Jan 8, 2011

Silence is Golden? Week 1

I take pride in knowing a lot about movies, and I mean a lot, at this stage I could justifiably say that I've forgotten more about cinema than most people are ever likely to know. I've seen films from more than 30 countries in more than 20 languages, I've seen films made as early as 1895 and as late as 2010. That said, though I've seen a few, I don't know all that much about silent cinema, nor is my experience of it especially wide. So, during 2011 I'm going to try and address that. Each week I'll be watching two silent films, and creating a sort of journal of my impressions. These won't be traditional reviews as much as they will be refelections on the movies. I hope I'll be taking in films from all over the world, from many different genres, acknowledged classics and near forgotten films alike. I may also include things like reviews of books I read about silent cinema, or documentaries I see on the subject. I think it's going to be an exciting journey. I hope you'll enjoy it as much as I suspect I will.


I started my trip through silent cinema with films set in unfamilliar locations. NANOOK OF THE NORTH is generally thought to be the first film to be what we would consider a documentary, though it predates John Grierson's coining of that term by a decade or so. Though it is presented as purely factual there are clearly things in the film that are staged by director Robert Flaherty. One early sequence shows the entire eskimo family that the film is about climbing one by one out of a tiny canoe, suggesting that this is some sort of Alaskan TARDIS. It's easy to see that Flaherty staged this scene, using a locked off camera to hide the cuts. Apparently much of the rest of the film is, if not fictional, then certainly heavily staged. It seems that by 1920 the Eskimo technology had moved on from the harpoons we see here to the use of guns for their hunting, but that Flaherty wanted to show 'traditional' hunting methods.

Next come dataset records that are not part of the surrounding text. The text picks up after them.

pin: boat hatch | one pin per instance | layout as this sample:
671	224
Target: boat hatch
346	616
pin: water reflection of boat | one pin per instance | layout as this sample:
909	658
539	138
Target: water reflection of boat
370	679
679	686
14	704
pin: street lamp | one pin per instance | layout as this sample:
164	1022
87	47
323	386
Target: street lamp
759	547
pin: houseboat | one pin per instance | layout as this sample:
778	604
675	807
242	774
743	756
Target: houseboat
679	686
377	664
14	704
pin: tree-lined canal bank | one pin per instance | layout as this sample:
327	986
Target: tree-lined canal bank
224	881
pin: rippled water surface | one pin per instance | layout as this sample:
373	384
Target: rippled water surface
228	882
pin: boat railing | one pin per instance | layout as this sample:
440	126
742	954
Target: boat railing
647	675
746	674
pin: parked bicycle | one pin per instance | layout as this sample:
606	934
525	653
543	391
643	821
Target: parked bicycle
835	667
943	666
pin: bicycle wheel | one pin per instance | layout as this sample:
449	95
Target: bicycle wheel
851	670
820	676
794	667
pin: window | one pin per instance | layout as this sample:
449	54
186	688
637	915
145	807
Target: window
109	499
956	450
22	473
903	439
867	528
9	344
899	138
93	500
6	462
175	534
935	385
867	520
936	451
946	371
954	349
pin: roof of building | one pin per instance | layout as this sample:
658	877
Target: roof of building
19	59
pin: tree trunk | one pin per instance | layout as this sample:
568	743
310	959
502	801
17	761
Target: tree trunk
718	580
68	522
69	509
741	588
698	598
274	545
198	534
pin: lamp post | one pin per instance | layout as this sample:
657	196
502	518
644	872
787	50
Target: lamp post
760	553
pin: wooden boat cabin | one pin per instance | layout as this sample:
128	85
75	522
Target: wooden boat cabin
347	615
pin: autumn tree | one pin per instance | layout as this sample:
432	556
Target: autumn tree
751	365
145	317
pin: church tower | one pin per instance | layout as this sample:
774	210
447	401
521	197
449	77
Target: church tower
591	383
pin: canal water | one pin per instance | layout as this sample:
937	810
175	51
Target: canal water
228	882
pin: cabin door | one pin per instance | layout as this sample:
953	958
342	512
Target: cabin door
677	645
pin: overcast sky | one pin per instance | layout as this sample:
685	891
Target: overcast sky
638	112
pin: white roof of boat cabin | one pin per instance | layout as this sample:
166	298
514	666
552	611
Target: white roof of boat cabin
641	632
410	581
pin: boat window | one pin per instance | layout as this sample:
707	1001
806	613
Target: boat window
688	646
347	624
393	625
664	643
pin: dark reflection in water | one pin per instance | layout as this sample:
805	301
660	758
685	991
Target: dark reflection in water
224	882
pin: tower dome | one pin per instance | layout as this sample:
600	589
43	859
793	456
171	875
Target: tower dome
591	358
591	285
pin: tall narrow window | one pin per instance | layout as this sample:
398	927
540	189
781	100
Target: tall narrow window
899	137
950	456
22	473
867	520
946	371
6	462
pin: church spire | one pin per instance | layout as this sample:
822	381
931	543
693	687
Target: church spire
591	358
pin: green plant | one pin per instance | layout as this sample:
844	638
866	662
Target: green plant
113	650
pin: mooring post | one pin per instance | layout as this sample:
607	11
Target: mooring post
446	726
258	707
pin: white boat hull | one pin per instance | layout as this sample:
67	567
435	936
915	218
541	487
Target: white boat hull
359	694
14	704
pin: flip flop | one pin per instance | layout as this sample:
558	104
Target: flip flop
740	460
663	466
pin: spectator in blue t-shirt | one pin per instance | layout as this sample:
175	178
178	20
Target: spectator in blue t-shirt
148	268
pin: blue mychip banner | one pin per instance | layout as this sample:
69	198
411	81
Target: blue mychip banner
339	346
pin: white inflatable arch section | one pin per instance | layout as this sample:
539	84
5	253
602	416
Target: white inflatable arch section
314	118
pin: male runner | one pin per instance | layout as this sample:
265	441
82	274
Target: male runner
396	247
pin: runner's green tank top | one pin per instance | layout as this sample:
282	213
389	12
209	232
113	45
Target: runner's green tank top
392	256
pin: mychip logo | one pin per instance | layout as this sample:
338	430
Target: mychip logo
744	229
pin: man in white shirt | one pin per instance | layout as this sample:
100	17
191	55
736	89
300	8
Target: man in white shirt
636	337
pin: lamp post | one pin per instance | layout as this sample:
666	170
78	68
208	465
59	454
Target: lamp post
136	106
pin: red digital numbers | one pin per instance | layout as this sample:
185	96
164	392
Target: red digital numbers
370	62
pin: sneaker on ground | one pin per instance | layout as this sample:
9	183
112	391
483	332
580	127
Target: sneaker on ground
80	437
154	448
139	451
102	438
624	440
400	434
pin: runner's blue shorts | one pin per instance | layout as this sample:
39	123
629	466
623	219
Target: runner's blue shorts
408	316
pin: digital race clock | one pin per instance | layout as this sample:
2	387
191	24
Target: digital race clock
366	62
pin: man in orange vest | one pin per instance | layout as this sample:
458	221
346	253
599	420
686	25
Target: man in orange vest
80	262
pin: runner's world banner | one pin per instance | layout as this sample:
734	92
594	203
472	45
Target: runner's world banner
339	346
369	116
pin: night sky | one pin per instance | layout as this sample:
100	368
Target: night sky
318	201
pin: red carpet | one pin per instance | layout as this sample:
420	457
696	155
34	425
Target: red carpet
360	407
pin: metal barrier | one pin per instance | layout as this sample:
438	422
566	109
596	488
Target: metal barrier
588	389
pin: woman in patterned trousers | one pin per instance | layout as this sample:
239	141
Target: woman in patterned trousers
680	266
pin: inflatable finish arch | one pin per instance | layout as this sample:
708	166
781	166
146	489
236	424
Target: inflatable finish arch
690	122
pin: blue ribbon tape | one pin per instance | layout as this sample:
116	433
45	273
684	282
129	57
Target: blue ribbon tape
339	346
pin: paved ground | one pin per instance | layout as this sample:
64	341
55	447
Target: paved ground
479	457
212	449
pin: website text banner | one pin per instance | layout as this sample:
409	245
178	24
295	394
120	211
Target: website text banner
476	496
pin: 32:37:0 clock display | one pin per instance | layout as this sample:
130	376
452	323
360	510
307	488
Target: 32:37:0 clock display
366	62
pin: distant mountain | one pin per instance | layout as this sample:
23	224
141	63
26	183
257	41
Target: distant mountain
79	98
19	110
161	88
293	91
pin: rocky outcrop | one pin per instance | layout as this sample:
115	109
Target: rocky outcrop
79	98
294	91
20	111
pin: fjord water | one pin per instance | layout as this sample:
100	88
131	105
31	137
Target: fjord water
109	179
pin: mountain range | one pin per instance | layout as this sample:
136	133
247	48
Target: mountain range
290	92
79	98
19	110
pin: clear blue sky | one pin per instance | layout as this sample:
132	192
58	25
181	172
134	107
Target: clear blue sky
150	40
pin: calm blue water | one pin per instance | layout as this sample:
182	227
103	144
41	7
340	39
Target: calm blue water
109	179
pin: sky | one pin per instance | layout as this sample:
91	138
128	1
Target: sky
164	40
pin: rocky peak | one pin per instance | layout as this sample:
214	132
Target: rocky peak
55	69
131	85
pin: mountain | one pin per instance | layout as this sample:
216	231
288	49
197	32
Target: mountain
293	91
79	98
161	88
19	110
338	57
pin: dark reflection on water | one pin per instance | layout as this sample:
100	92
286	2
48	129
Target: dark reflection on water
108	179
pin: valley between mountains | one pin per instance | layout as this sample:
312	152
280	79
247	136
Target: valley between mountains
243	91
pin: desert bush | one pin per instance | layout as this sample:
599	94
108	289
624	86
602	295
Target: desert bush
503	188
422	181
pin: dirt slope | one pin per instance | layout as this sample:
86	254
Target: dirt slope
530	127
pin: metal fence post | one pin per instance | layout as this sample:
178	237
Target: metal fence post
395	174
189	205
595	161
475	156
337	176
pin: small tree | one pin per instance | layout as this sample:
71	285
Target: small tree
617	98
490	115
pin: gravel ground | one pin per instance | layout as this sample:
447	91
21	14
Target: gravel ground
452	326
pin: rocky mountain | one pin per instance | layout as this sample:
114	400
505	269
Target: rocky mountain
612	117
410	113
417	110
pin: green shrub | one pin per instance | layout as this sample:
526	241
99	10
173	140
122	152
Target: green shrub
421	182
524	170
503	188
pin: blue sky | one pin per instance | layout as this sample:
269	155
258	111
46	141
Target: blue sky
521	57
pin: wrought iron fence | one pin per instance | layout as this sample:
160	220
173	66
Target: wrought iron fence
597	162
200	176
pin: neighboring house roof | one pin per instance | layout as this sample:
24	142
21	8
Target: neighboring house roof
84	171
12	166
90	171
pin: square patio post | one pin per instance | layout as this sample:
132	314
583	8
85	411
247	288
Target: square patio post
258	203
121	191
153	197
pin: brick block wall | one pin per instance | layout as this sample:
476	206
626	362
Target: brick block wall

Whatever the reservations about the honesty of the film though, you can't deny that it is engaging, and technically remarkable for its time. Just getting the camera to these inhospitable locations in 1920 must have been a real feat, and through it Flaherty catures some genuinely striking and fascinating images. The hunting may be a recreation of something that happened in the 19th rather than the 20th century, but the footage is still hugely interesting, and it is probably authentic at least in that Nanook is old enough to remember the techniques first hand. The real point of interest though is Nanook and his family. The films does take a patronising view of them, but even though you can't hear them they are engaging characters. The sequence in which Nanook and his family build an igloo is especially enjoyable, not just seeing the technique, but the way the whole family chips in to some degree.

Another thing that is really interesting about NANOOK OF THE NORTH is looking at it through the prism of where documentary is in 2011. For a few years now there have been high profile films whose authenticity as documentaries has been challenged CATFISH and AMERICAN TEEN among them. If this film teaches us anything about documentaries it is that the line between fact and fiction has always been a blurry and easily crossed one. 90 years on, this is still a fascinating film, and well worth looking out.

When French magician Georges Melies made this 12 minute film (generally regarded as the first science fiction film) cinema hardly existed. The first feature length film was some way off yet as were purpose built cinemas, moving pictures were still seen as a parlour trick, and what a trick Melies pulled here. LE VOYAGE DANS LA LUNE (A Trip to the Moon) may be primitive, with its proscenium stage and static camera, but it has some startling features. The most famous shot is visible for only a second, but the image of the man in the moon with the rocket ship stuck in his eye remains an inventive and funny one. There is also primitive usage of editing (again, something that wouldn't be fully developed for some years) in order to make characters disappear in a puff of smoke.

It's creaky, sure, and for all their attractiveness the sets are clearly quite cheap and thrown together, but Melies is inventing with every shot here. Seen today this is still a fun and funny film, but imagine seeing it 109 years ago, what the moment the moon man explodes in a puff of smoke must have been like for those first audiences. This is also an important film for its influence, just try and find someone working in animation or special effects who doesn't know this film and its maker.